L. B. : Sì, ma è un dibattito perpetuo. Gli svizzeri sono stati alquanto moderni ad aver autorizzato rapidamente il suicidio assistito, ma ora siamo confrontati con l’emergenza di nuovi interrogativi. Bisogna permettere anche alle persone colpite da una depressione cronica di ricorrere al suicidio assistito? Lo si può fare anche nelle case di riposo?
Personalmente non ho una risposta. Trovo però interessante che se ne discuta, perché tutto ciò che permette di parlare della morte in modo normale, senza catastrofismi, è interessante.

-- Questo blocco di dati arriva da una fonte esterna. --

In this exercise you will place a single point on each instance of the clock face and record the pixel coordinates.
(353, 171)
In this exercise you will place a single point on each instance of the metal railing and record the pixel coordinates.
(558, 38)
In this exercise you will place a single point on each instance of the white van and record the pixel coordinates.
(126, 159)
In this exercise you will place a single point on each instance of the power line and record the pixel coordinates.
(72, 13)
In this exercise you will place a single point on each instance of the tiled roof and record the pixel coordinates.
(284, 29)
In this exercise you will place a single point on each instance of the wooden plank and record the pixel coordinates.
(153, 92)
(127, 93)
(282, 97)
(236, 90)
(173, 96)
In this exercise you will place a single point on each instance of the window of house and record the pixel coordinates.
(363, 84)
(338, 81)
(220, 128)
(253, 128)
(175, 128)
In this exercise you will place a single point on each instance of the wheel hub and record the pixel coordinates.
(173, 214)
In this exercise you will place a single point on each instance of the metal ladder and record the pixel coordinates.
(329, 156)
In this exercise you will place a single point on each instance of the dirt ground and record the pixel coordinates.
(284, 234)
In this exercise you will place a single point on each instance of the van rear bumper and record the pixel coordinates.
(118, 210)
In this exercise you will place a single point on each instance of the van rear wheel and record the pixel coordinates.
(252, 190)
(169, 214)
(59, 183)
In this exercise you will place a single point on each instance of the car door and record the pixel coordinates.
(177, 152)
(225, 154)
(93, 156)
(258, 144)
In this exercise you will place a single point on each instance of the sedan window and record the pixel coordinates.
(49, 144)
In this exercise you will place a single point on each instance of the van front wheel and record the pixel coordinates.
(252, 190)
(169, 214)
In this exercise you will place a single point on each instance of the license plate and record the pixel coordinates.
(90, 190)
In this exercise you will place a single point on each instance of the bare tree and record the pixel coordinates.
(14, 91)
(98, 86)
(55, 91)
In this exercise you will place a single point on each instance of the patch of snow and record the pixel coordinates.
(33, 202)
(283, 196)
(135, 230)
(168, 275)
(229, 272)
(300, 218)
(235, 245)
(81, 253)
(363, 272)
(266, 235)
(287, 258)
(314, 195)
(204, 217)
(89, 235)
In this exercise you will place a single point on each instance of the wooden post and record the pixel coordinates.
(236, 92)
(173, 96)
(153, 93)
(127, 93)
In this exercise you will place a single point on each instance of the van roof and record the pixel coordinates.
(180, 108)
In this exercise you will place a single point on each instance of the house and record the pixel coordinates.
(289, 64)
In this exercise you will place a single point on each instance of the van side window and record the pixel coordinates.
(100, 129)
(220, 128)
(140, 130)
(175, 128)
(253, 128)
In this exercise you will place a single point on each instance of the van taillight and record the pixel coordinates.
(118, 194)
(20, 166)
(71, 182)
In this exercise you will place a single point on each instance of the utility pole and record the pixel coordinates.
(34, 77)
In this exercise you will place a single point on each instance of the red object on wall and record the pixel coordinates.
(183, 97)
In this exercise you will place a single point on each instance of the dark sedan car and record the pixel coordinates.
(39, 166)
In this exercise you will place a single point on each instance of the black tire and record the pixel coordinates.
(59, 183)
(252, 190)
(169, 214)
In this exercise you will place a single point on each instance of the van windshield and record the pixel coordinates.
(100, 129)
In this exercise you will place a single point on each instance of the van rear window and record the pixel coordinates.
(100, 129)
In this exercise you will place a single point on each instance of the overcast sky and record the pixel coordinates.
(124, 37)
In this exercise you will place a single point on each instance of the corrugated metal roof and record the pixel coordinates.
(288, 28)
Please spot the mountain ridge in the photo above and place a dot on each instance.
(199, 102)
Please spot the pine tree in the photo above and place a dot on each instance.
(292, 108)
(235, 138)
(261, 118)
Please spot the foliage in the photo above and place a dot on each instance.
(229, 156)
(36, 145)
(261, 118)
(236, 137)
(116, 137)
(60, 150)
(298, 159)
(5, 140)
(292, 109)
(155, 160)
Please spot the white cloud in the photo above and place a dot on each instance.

Il mondo moderno non ci ha più abituati al fatto che la morte è qualcosa di normale e che bisogna essere preparati ad affrontarla. In Sicilia, le anziane signore – una volta passata una certa età – vanno a comprare loro stesse la bara e i vestiti che indosseranno. Preparano tutto, ma non lo fanno in modo triste. Sanno benissimo che un giorno dovranno andarsene e credo che il fatto di dirsi “preparo la mia morte” sia di una grande saggezza. Credo che il dibattito sull’eutanasia permetterà a tutti noi di riflettere al senso dell’idea della morte.
Svizzero di origine polacca, Lionel Baier nasce a Losanna nel 1975. A 12 anni inizia a girare dei film con degli amici e a 15 viene ingaggiato dal cinema Rex di Aubonne prima come bigliettaio e poi come aiuto proiezionista. Debutta alla regia nel 2000 con “Celui au pasteur (ma vision personnelle des choses)”, un documentario dedicato al padre, pastore nel canton Vaud. L’anno seguente in “La Parade (notre histoire)” segue la prima gay pride nel cattolico canton Vallese.
Con questi due documentari si fa conoscere al grande pubblico, per poi passare alla finzione con “Garçon Stupide” (2004) e “Comme des voleurs (à l’Est)” (2006), primo film della tetralogia dedicata all’Europa.
Nel 2013 esce “Les grandes ondes (à l’Ouest)”. La commedia, ambientata nel Portogallo della rivoluzione dei papaveri, è stata acclamata dalla critica francese ed è stata distribuita in Europa e in America Latina.
Nel 2009 Lionel Baier ha fondato la casa di produzione Band à part Films Collegamento esternoassieme ai cineasti Ursula Meier, Frédéric Mermoud e Jean-Stéphane Bron.
Dal 2002, è inoltre responsabile del dipartimento di cinema della Scuola cantonale d’arte di Losanna.